Abstract

Address for Correspondence: Ms. Sujatha Manupati, Ph.D. Scholar, Department of Anatomy, Sri Venkateswara Medical College, Tirupati, Andhra Pradesh. India. Mobile No.: +919246943011 E-Mail: manupatisujatha@gmail.com *1 Ph.D. Scholar, Department of Anatomy, S.V. Medical College, Tirupati, Andhra Pradesh, India. 2 Professor & Head, Department of Anatomy, S.V. Medical College,Tirupati, Andhra Pradesh, India. 3 Associate professor, Department of Forensic Medicine, RIMS Medical College, Kadapa, Andhra Pradesh, India. 4 Professor & Head, Dept of Anatomy, SVIMS, Sri Padmavathi Medical College for women, Tirupati, Andhra Pradesh India. Introduction: Myocardial bridging is the term used when a segment of major epicardial coronary artery runs intramuscularly under the tunnel formed by fibers of myocardium that bridges instead of it’s normal or routine epicardial path. In the literature there are varying reports on clinical implications of myocardial bridges from protection against atherosclerosis to myocardial ischemia, as well as leading to infarction and sudden cardiac death. Materials and Methods: 150 adult formalin fixed human hearts which were available in the department of Anatomy and Forensic Medicine, S.V.Medical College, Tirupati, Andhra Pradesh, India. These hearts were dissected and observed for the presence, location, type, number and direction of myocardial bridges and their association with coronary dominance. With the help of digital calipers morphometric parameters (length, width& thickness) of myocardial bridges and length of blood vessel underneath the myocardial bridge were measured, noted and photographs were taken.
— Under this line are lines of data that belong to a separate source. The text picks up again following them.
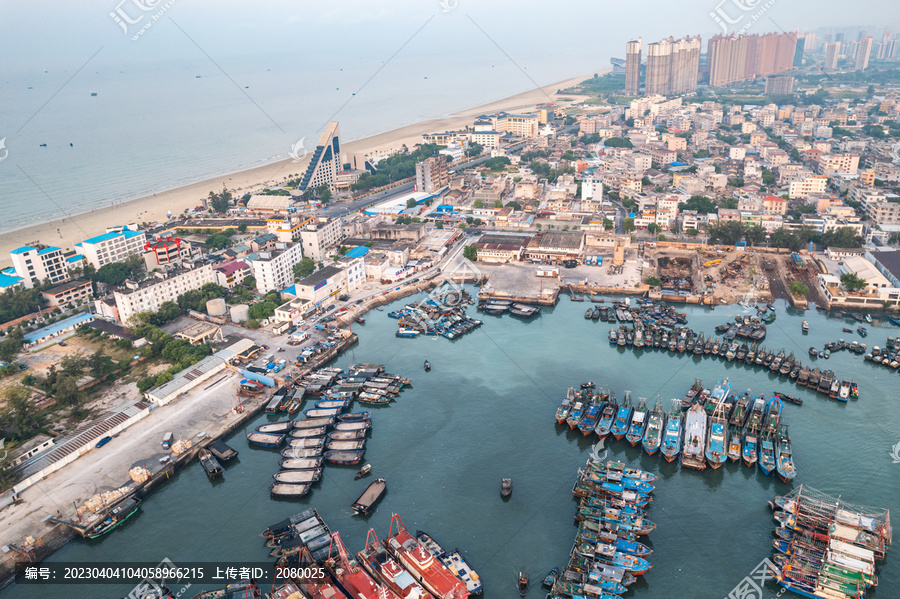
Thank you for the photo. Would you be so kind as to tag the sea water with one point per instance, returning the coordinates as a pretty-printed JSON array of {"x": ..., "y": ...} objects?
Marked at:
[{"x": 486, "y": 410}]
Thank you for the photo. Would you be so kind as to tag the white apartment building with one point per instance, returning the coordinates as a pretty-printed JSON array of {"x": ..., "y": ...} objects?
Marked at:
[
  {"x": 34, "y": 264},
  {"x": 111, "y": 247},
  {"x": 802, "y": 188},
  {"x": 166, "y": 286},
  {"x": 274, "y": 270},
  {"x": 319, "y": 237}
]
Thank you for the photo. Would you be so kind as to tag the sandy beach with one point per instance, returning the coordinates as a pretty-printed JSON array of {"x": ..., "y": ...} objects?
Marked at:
[{"x": 66, "y": 232}]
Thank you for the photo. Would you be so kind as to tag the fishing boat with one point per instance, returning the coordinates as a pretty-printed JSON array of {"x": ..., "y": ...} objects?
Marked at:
[
  {"x": 655, "y": 426},
  {"x": 671, "y": 441},
  {"x": 344, "y": 458},
  {"x": 377, "y": 562},
  {"x": 453, "y": 561},
  {"x": 692, "y": 393},
  {"x": 290, "y": 491},
  {"x": 210, "y": 464},
  {"x": 265, "y": 439},
  {"x": 623, "y": 418},
  {"x": 717, "y": 441},
  {"x": 694, "y": 438},
  {"x": 750, "y": 448},
  {"x": 113, "y": 517},
  {"x": 297, "y": 477},
  {"x": 522, "y": 584},
  {"x": 784, "y": 459},
  {"x": 638, "y": 423},
  {"x": 426, "y": 569},
  {"x": 370, "y": 497}
]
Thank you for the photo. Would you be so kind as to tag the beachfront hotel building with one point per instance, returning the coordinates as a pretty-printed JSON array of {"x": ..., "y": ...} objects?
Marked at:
[
  {"x": 432, "y": 175},
  {"x": 319, "y": 237},
  {"x": 326, "y": 160},
  {"x": 36, "y": 263},
  {"x": 274, "y": 270},
  {"x": 111, "y": 247},
  {"x": 164, "y": 286}
]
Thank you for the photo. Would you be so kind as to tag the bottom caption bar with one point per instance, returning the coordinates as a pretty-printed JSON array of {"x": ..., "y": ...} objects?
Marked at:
[{"x": 166, "y": 572}]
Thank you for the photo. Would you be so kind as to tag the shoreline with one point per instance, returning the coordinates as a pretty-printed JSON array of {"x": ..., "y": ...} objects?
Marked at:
[{"x": 66, "y": 232}]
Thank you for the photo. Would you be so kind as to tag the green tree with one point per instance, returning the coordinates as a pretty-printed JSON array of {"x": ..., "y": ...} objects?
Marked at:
[
  {"x": 304, "y": 268},
  {"x": 852, "y": 282},
  {"x": 797, "y": 288}
]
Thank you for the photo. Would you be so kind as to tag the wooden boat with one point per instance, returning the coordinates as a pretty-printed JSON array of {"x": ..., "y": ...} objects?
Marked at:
[
  {"x": 276, "y": 427},
  {"x": 717, "y": 440},
  {"x": 345, "y": 445},
  {"x": 421, "y": 564},
  {"x": 346, "y": 458},
  {"x": 638, "y": 423},
  {"x": 113, "y": 517},
  {"x": 607, "y": 414},
  {"x": 694, "y": 438},
  {"x": 750, "y": 446},
  {"x": 377, "y": 562},
  {"x": 623, "y": 418},
  {"x": 290, "y": 491},
  {"x": 370, "y": 497},
  {"x": 222, "y": 451},
  {"x": 347, "y": 435},
  {"x": 296, "y": 477},
  {"x": 522, "y": 584},
  {"x": 784, "y": 459},
  {"x": 265, "y": 439},
  {"x": 210, "y": 464},
  {"x": 311, "y": 463},
  {"x": 453, "y": 561},
  {"x": 671, "y": 441},
  {"x": 655, "y": 427}
]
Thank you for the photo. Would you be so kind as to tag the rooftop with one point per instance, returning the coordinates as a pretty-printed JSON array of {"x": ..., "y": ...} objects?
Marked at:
[
  {"x": 319, "y": 276},
  {"x": 127, "y": 234}
]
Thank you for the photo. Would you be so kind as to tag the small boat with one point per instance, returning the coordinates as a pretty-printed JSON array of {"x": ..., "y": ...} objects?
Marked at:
[
  {"x": 298, "y": 477},
  {"x": 789, "y": 398},
  {"x": 290, "y": 491},
  {"x": 210, "y": 464},
  {"x": 347, "y": 458},
  {"x": 265, "y": 439},
  {"x": 523, "y": 583},
  {"x": 370, "y": 497},
  {"x": 550, "y": 578}
]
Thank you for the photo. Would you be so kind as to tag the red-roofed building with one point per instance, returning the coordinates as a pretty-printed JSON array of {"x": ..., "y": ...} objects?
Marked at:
[
  {"x": 774, "y": 205},
  {"x": 233, "y": 273}
]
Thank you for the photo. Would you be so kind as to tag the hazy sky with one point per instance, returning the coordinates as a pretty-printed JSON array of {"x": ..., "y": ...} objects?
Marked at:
[{"x": 64, "y": 34}]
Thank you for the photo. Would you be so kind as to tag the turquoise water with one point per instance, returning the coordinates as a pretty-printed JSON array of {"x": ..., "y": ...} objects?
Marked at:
[{"x": 486, "y": 411}]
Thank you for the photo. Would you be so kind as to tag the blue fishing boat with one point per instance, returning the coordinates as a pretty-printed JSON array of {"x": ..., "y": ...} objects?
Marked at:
[
  {"x": 607, "y": 415},
  {"x": 638, "y": 423},
  {"x": 750, "y": 448},
  {"x": 623, "y": 418},
  {"x": 766, "y": 453},
  {"x": 784, "y": 459},
  {"x": 656, "y": 424},
  {"x": 716, "y": 441},
  {"x": 671, "y": 442},
  {"x": 721, "y": 391}
]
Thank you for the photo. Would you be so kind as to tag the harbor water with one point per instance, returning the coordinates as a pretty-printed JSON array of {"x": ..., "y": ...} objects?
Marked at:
[{"x": 485, "y": 411}]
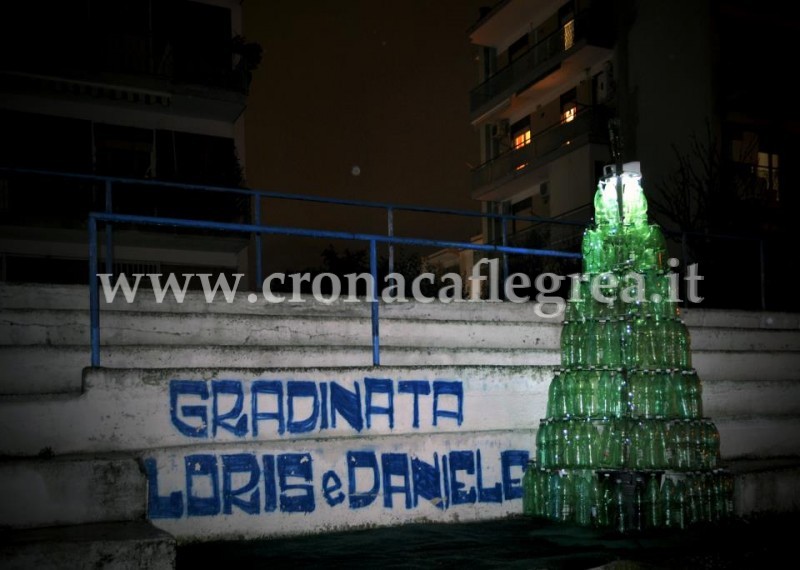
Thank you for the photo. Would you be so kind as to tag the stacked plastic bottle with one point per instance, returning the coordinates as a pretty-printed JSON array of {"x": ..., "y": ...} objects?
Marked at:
[{"x": 624, "y": 443}]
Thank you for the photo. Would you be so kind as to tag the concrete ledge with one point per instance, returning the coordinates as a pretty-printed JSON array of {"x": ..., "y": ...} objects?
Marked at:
[
  {"x": 117, "y": 546},
  {"x": 51, "y": 492},
  {"x": 76, "y": 297},
  {"x": 766, "y": 485}
]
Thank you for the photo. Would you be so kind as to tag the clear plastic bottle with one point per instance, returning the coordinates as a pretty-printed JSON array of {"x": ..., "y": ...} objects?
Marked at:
[{"x": 652, "y": 503}]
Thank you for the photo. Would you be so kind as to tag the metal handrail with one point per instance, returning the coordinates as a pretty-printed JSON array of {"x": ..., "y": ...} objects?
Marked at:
[
  {"x": 258, "y": 195},
  {"x": 372, "y": 239}
]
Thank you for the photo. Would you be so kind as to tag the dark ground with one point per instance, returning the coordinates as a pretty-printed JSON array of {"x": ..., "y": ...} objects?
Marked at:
[{"x": 759, "y": 542}]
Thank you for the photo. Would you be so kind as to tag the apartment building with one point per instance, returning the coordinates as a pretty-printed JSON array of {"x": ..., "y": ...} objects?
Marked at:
[
  {"x": 545, "y": 93},
  {"x": 141, "y": 89}
]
Results: The overall incidence of myocardial bridges was 20.6%( 31/150). Among these 18.6% (28/31) were on left anterior descending (LAD) artery and 2% (03/31) were on posterior interventricular (PIV) artery. The direction of muscle fibers in the bridges were oblique to the direction of the coronary vessels in majority of cases. Length, width and thickness of myocardial bridges were in the range of 12-69.7mm, 3.74-8.6mm and 1.3-3.87mm respectively. Conclusions: Myocardial bridges may be associated with wide range of clinical problems. Contraction of myocardial bridge may results in vascular compression and myocardial ischemia. Knowledge on morphology and morphometric details of myocardial bridges facilitates cardiologists in diagnosis, planning therapeutic strategies and prognostic predictions.